Psycojoker / dierentheater

lachambre.be_to_json
GNU Affero General Public License v3.0
8 stars 6 forks source link

Dieren Theater

lachambre.be to json sausage machine.

Installation

You need pip and virtualenv (or buildout).

Under debian based distributions:

sudo apt-get install python-pip python-virtualenv

You also need mongodb:

sudo apt-get install mongodb

And pdftotext:

sudo apt-get install xpdf-utils

And libxml2 and libxslt for lxml:

sudo apt-get install libxml2-dev libxslt-dev

Once this is done create a virtualenv, for example:

virtualenv --distribute --no-site-packages ve

Then activate it:

source ve/bin/activate

Now, install the dependencies (this can take a little bit of time):

pip install -r requirements.txt

And install the indices:

python manage.py syncdb

Usage

Scraping

To launch the scraping:

python manage.py scrape

By default this launch all the parser, if you want to only launch some parser you can specify them on the CLI:

python manage.py scrape --deputies

Available options are:

--commissions         Parse commissions
--documents           Parse documents
--written_questions   Parse written_questions
--reports             Parse reports
--deputies            Parse deputies

If you have exception, remember that you need to passe the option --traceback to a django command to have the traceback (yes ...).

Debugging

If you want to end up in ipdb (a python interactive debugger) on exception, you can use the --ipdb option.
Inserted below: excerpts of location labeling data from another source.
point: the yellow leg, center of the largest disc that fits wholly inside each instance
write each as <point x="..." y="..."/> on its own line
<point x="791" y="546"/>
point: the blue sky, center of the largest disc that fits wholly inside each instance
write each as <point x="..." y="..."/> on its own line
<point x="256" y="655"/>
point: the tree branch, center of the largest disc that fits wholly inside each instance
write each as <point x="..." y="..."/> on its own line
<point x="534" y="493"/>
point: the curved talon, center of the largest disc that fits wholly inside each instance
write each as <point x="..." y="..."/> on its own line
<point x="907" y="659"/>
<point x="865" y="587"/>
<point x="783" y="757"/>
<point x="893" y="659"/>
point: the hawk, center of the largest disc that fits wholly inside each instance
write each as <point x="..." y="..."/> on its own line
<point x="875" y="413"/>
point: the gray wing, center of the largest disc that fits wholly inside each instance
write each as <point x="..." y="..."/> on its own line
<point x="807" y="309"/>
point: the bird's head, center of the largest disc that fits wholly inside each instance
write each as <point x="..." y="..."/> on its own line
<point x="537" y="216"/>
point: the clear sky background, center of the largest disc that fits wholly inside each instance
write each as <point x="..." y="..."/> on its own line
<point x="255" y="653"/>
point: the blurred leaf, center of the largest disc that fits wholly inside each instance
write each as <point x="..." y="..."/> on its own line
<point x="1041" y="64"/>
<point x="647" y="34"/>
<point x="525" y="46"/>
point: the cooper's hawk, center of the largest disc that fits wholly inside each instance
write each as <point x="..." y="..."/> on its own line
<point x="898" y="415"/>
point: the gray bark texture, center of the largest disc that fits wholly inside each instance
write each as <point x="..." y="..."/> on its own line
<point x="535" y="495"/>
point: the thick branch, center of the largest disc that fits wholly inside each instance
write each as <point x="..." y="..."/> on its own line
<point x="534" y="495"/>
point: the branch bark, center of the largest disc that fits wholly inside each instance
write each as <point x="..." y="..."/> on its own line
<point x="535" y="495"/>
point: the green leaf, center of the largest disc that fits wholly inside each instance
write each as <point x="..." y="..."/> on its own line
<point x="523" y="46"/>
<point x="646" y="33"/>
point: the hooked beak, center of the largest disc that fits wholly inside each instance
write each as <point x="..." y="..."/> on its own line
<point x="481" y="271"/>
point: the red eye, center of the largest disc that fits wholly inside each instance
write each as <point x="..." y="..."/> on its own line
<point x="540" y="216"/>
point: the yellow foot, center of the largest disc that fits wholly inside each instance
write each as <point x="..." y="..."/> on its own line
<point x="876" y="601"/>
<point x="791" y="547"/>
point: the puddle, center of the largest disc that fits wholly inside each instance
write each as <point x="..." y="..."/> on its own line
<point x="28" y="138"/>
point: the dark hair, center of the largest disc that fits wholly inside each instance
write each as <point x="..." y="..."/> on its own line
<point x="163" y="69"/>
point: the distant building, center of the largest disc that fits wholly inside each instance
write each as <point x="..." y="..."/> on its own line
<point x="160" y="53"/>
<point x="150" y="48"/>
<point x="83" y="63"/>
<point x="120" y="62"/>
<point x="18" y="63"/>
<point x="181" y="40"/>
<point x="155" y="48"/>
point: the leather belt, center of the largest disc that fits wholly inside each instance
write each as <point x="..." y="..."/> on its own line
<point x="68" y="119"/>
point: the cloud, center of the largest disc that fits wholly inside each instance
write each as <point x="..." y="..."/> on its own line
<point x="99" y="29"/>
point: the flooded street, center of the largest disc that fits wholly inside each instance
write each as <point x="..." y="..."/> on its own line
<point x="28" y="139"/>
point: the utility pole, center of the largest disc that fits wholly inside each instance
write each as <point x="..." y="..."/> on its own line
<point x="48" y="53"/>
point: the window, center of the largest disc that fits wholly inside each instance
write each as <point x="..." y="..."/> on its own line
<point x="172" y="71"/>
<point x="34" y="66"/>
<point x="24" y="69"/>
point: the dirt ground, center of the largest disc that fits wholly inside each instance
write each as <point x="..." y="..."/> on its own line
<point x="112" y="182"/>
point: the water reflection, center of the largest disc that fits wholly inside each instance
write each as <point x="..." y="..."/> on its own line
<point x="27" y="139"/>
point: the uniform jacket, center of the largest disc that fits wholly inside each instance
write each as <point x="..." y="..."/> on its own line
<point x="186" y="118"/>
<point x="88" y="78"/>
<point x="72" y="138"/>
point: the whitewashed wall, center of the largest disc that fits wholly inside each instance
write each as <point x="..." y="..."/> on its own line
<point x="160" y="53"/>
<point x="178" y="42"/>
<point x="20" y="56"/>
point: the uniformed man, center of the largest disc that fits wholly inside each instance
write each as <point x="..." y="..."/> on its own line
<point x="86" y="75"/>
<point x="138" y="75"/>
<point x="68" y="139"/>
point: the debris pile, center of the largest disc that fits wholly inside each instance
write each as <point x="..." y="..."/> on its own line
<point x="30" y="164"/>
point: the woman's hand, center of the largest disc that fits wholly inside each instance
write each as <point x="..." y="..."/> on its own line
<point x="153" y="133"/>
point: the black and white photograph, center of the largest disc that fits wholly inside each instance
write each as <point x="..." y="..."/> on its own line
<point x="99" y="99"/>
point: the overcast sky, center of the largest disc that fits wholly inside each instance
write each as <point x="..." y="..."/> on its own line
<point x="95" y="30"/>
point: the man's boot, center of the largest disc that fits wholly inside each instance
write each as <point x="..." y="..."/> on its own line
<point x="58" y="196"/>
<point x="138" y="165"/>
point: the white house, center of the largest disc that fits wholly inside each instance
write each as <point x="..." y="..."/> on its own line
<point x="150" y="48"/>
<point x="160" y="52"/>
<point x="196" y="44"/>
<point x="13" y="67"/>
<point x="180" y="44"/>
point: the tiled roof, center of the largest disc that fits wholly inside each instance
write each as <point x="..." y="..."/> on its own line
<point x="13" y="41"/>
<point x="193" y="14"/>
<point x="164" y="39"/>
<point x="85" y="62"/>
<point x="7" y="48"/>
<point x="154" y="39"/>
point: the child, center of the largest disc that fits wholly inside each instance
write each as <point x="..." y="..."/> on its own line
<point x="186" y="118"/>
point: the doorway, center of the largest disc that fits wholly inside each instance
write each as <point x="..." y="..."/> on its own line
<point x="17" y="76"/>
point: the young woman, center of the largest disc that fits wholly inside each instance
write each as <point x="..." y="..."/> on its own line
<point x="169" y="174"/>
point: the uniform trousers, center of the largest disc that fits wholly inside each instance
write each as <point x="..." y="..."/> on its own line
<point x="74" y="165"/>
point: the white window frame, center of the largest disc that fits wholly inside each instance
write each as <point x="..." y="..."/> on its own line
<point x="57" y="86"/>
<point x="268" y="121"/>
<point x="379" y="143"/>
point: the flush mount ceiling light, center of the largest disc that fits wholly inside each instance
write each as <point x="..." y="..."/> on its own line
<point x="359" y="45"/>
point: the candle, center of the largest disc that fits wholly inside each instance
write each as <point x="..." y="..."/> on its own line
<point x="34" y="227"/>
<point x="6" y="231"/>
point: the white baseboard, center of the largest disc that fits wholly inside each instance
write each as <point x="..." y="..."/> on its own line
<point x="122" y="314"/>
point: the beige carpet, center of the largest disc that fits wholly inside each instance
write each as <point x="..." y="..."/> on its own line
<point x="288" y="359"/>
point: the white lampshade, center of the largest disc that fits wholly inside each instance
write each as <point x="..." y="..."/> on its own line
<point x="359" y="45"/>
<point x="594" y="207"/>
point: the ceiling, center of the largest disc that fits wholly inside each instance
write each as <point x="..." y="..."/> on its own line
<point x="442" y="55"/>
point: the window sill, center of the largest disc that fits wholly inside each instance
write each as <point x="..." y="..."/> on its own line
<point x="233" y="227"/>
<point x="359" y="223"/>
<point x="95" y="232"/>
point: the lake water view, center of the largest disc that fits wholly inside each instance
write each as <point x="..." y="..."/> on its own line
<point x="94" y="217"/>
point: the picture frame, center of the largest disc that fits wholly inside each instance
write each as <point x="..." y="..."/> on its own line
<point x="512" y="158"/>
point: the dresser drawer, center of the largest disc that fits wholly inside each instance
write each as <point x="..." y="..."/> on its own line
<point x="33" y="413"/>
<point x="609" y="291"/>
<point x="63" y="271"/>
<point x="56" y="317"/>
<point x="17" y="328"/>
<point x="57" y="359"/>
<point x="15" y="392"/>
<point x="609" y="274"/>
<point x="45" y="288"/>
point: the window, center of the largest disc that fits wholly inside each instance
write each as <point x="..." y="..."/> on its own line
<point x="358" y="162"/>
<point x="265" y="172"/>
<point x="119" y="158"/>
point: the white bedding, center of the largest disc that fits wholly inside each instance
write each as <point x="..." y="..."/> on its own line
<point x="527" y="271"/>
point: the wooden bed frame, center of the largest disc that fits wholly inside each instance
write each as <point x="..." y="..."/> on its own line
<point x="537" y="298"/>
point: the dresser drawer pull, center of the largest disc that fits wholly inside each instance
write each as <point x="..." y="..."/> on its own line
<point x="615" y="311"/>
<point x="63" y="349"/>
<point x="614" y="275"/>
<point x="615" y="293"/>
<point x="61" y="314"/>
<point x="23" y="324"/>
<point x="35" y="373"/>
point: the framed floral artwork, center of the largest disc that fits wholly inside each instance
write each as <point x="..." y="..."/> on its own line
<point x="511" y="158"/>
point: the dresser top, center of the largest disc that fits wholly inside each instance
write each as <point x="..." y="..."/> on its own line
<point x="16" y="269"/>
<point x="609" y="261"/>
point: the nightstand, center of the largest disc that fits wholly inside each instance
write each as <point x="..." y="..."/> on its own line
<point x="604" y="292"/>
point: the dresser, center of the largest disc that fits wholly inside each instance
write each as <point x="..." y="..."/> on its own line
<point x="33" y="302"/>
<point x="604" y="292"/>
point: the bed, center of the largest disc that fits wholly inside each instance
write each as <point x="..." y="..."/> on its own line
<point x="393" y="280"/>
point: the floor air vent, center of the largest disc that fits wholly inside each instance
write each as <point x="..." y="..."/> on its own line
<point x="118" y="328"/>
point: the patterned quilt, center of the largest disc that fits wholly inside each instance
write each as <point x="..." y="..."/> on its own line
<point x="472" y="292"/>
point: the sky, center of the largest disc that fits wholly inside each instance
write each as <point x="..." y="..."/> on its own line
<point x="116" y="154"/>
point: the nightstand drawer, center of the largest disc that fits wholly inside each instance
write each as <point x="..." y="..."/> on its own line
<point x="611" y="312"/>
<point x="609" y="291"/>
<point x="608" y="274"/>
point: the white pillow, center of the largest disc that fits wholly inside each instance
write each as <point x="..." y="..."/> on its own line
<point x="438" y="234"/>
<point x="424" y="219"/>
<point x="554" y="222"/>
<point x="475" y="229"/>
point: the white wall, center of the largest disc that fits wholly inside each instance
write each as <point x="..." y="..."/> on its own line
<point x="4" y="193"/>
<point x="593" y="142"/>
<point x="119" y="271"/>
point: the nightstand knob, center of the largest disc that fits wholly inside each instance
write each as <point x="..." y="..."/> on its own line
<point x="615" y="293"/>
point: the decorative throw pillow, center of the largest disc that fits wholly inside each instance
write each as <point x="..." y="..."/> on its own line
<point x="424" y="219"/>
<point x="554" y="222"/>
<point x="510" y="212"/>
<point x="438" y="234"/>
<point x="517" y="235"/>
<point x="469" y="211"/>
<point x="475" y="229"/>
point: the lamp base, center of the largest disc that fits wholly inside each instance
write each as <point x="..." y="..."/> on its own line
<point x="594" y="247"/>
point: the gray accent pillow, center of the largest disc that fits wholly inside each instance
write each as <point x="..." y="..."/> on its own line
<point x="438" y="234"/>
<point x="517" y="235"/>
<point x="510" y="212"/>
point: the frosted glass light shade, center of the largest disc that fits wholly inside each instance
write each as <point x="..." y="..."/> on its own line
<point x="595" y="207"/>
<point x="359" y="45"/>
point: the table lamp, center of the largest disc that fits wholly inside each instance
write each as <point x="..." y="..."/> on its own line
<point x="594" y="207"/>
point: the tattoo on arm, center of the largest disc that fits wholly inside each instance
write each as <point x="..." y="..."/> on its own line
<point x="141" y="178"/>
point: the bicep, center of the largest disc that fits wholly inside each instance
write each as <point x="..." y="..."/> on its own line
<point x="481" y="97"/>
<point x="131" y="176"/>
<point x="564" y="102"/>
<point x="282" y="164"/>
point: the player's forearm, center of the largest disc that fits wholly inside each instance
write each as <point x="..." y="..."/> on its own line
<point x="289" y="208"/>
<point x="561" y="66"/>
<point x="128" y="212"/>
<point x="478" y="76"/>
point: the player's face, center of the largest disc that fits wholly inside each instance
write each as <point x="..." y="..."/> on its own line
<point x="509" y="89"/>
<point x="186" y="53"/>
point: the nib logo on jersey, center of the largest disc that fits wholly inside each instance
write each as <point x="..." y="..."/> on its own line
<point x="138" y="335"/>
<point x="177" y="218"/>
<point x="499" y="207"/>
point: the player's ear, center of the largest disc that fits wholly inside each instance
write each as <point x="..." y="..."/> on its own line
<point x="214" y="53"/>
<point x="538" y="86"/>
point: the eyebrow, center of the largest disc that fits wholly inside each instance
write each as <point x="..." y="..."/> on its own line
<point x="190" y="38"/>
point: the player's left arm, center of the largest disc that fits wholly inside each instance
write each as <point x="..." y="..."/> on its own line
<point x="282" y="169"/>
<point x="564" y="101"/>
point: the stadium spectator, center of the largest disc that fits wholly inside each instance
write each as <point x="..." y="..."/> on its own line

python manage.py scrape --ipdb

Dump

But aware that by default the parser store every page he has encountered in the folder dump but re-download it (for a maximum number of 2 more times) if it has problems with it. If you want to reset the cache simply run:

rm dump/*

Server

To launch the dev server:

python manage.py runserver

Public instance

http://www.dierentheater.be

Licence

agplv3+ for code and ODbL for data